Central bankers, policymakers, and market participants need to predict the future exchange rate movement. However, a well-known puzzle is that exchange rates are difficult to forecast using observable macro fundamental variables. Meese and Rogoff (1983) report that the random walk model is better at predicting exchange rates in out-of-sample forecasts than models reflecting changes in economic fundamentals. A large body of literature has found that, in attempting to solve the Meese‐Rogoff puzzle, the random walk beats fundamentals-based models for periods up to a one‐year forecasting horizon.
This study intends to examine whether the market sentiment index of the foreign exchange market, along with the standardized fundamental-based models, helps predict the exchange rate. Based on the market sentiment index data, we try to predict the exchange rate based on the contrary opinion investment strategy used by foreign exchange market dealers. We also examine whether machine learning models incorporating a wide range of economic data and market sentiment indices can improve exchange rate forecasting.
This study mainly consists of four parts. Chapter 2 re-examines whether fundamental-based models can have prediction power on exchange rates. We examine developing market currencies, including the Korean won, in addition to major currencies. The Taylor-rule model has short-term predictability on the Canadian dollar, Swiss franc, and British pound among major currencies. For most models we analyze, emerging market currencies tend to show higher long-term and short-term predictability than major currencies. However, there is a significant variation in the predictive power of fundamental models over currency and period.
In Chapter 3, the market sentiment index and Bloomberg’s exchange rate forecast are tested in terms of their ability to predict exchange rates. To compare the exchange rate predictability fundamental-based models in Chapter 2, we make them in identical conditions: the data is transformed to monthly, and a single linear equation model is used. Both the market sentiment index and the Bloomberg exchange rate forecast demonstrate high short-term exchange rate predicting power against the Euro. However, they have lower exchange rate forecasting power to other major currencies than the random walk model.

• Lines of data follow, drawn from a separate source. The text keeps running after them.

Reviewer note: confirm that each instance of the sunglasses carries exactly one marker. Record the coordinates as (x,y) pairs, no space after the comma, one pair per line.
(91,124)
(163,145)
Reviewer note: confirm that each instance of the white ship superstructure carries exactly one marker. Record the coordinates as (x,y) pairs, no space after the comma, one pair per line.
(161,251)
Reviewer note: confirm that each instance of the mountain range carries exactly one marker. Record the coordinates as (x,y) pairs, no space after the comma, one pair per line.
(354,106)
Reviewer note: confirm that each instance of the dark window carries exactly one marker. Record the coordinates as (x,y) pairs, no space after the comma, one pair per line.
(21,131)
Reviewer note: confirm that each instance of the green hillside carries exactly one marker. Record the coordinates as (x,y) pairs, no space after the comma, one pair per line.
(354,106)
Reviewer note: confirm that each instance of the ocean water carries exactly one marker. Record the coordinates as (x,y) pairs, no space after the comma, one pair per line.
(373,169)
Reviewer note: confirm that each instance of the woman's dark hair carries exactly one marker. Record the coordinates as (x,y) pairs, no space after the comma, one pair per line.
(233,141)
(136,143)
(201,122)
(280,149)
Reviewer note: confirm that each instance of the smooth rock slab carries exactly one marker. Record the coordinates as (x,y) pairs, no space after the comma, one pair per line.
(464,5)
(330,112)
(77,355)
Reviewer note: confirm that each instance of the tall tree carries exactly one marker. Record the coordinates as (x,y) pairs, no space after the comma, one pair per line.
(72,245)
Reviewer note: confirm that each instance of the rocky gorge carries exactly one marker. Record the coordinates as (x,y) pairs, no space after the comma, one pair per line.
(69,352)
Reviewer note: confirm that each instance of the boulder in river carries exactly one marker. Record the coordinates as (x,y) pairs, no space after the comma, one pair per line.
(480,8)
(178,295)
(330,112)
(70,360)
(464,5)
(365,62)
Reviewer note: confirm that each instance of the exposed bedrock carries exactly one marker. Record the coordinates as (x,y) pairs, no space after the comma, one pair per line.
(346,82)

Chapter 4 examines the exchange rate forecast based on the contrast opinion investment strategy used by foreign exchange market dealers. The exchange rate is predicted based on four indicators (daily sentiment index of futures market participants, the distance between the spot exchange rate and the maximum exchange rate, the yield of the past exchange rate, and the volatility of the past exchange rate). Those indicators are made based on the imperfect market theory. Among the indicators, the distance between the exchange rate and the maximum exchange rate has the best predictive power. For forecasting horizons ranging from one week to five years, we find that it outperforms the random-walk model in both in-sample and out-of-sample projections.
As various machine learning algorithms have been developed and the quantity and quality of data accessible for analysis have improved, there have been an increasing number of studies that seek to market analysis based on machine learning algorithms in recent years. Chapter 5 uses fundamental variables and a market sentiment index to predict exchange rate fluctuations using machine learning algorithms. As a result of the analysis, we find that the exchange rate predictions based on the machine learning models are generally superior to the linear model. Among the machine learning models, the convolutional neural network has the best exchange rate forecastability.
Chapter 6 summarizes the research results and suggests implications. Although this study examines the predictive power of exchange rates of various models, it is difficult to explain and identify the cause. Thus, more studies are necessary for discussing the causality. In sum, we test various models for predicting exchange rates and find some empirical results that could beat the random-walk model.